Ahí fue cuando comencé a probar un poco del sabor del sionismo. Comencé a sentir en carne propia el duro precio que Am Israel debió pagar para poder retornar a nuestra tierra ancestral. Y ni siquera, porque cuando yo llegué ya existía el Kibbutz Sde Eliyahu, pero cuando esos pioneros llegaron no había absolutamente nada. Ellos llegaron con una convicción inamovible, lo suficiente como para hacer florecer una de las zonas más difíciles de habitar en todo Medio Oriente.
No nos dieron esta tierra en bandeja de plata, sino que debimos y debemos esforzarnos para lograr materializar ese sueño de 2000 años que nunca se apagó.
“Y comerás y te saciarás y bendecirás a Hashem tu Dios por la buena tierra que te dio” (Deuteronomio 8:10). Los judíos decimos ese pasuk después de comer pan, en el birkat hamazon. Para mí esta frase adquirió un significado mucho más amplio tras yo haber sentido la tierra de Israel, literalmente con sudor y fuerzas, con el fin de alimentar a otros hermanos judíos. Para mi ese versículo de la Tora ya no es una mera bendición teorética (como cuando la pronunciaba mecánicamente durante mis días en la diáspora). Ahora esta frase toma vida. Es un versículo empírico.

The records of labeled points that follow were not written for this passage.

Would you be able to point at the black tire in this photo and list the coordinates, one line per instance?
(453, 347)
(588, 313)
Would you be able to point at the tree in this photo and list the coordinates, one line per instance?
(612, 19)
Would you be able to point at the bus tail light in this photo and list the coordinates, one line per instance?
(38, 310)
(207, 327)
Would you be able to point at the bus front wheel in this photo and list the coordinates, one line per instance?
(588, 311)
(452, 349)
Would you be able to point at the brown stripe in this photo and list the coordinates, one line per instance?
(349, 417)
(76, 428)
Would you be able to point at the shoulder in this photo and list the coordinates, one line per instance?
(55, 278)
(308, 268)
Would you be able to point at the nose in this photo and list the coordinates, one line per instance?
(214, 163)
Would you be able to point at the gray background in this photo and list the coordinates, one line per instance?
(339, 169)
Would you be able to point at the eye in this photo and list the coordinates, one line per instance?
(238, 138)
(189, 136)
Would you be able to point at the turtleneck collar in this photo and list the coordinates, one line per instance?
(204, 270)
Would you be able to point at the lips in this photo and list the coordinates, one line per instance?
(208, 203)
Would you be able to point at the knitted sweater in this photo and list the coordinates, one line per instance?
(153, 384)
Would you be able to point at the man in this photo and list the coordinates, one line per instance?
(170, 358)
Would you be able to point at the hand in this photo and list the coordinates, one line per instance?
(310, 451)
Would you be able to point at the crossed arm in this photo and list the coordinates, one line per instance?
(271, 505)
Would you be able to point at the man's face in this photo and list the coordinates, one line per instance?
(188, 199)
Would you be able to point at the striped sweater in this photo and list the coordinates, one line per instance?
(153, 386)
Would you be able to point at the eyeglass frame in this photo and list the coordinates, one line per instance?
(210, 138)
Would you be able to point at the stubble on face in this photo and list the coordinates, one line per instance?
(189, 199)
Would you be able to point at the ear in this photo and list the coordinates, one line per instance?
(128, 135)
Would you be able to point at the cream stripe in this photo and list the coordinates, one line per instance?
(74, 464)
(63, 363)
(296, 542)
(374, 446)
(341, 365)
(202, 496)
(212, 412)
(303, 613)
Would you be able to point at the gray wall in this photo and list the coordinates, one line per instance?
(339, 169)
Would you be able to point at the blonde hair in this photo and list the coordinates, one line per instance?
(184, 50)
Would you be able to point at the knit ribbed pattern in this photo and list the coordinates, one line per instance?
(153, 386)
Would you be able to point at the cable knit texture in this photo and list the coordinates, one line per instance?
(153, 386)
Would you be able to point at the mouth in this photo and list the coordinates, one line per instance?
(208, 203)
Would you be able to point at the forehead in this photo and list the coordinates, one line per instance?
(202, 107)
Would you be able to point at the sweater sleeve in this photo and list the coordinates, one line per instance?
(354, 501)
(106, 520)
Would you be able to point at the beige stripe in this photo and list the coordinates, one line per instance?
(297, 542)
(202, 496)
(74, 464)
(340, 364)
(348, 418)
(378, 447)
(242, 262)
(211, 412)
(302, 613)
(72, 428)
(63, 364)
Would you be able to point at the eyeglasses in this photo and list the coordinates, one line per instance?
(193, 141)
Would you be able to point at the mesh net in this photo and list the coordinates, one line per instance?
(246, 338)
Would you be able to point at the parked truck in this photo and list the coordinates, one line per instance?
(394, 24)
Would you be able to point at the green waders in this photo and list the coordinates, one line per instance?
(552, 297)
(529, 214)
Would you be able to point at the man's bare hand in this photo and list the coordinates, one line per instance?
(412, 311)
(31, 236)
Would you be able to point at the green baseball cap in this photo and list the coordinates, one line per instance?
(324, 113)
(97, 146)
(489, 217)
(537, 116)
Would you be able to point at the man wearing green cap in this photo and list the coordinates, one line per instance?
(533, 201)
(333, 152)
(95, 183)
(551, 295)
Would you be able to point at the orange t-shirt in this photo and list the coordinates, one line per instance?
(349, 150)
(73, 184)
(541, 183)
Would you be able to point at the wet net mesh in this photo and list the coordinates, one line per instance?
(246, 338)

Gracias a Hashem que nos dio a nuestro Pueblo la fuerza, que nos dio la paciencia (o quizás, la “dura cerviz”). Gracias a Hashem y a los valientes judíos que hicieron lo posible para traer la redención nacional de Israel. Ahora es nuestro turno de tomar parte en el renacimiento milenario de Israel en esta generación, no podemos dejar pasar esta oportunidad histórica de tomar parte en el renacimiento de nuestro pueblo.